After centuries of idealized portraits and stiff, static forms, the candor and naturalism of this sculpture are astonishing. Bits of the figure's original bright paint still cling to the wood.
The figure is especially rare because Chan/Zen traditionally is free of sculptural icons. Nothing remotely like it is known to exist, either in this country or in China. It is thought to have come from a monastery that originally held hundreds of such figures, commemorating actual people. So far as is known, all of the others were destroyed.
When Buddhism went to Japan, the Buddha's image changed. No longer was it made of stone. Wood and lacquer predominated.
In the SAAM Japanese galleries, small portable Buddhist shrines were used by a sect that scaled mountains to claim the mountain for Buddha. Nearby, a case of ritual implements - incense burners, vases, bells, and special cups - were used to perform incantations and practice magic in esoteric Buddhism.
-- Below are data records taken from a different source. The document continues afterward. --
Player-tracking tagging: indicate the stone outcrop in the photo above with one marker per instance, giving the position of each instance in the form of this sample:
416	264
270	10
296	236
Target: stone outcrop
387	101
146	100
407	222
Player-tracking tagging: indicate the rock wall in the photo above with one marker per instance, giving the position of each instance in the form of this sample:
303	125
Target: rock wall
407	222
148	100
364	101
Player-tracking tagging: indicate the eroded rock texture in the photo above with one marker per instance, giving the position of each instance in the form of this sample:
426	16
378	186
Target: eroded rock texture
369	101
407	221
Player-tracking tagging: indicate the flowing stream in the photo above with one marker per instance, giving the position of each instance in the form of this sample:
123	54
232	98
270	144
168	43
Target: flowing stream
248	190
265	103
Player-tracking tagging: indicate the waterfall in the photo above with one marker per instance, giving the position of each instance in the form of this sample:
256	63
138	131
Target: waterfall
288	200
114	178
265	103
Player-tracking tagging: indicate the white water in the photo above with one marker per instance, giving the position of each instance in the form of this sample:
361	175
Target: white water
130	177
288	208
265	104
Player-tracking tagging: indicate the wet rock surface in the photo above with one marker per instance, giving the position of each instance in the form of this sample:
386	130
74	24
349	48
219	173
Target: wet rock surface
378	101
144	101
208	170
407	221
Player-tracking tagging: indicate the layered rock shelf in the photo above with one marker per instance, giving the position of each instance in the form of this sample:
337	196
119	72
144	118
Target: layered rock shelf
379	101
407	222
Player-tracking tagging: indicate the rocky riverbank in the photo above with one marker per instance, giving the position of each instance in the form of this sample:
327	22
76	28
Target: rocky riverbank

Never before seen at the museum is a spectacular gold-lacquered Buddha slightly larger than life size, with crystals set in its forehead and hair. The sweetly idealized figure, with taut gold skin and supple limbs, is shown seated in a serene meditative posture.
The piece, which dates from the 12th century, is on one-year loan to SAAM from the collection of Drs. Elaine and R. Joseph Monsen.
It embodies a then-revolutionary new carving technique that used hollowed-out blocks. The technique freed sculpture from the columnar form of a tree trunk, and allowed sculptors to give lifelike animation to large, lightweight figures.
-------------------------------------------------. SAAM opening.
Ribbon-cutting ceremonies for the refurbished Seattle Asian Art Museum are set for 10 a.m. Saturday on the front steps of the museum in Volunteer Park. A full schedule of family activities will continue until 5 p.m. (Museum members only will be admitted today and tomorrow.)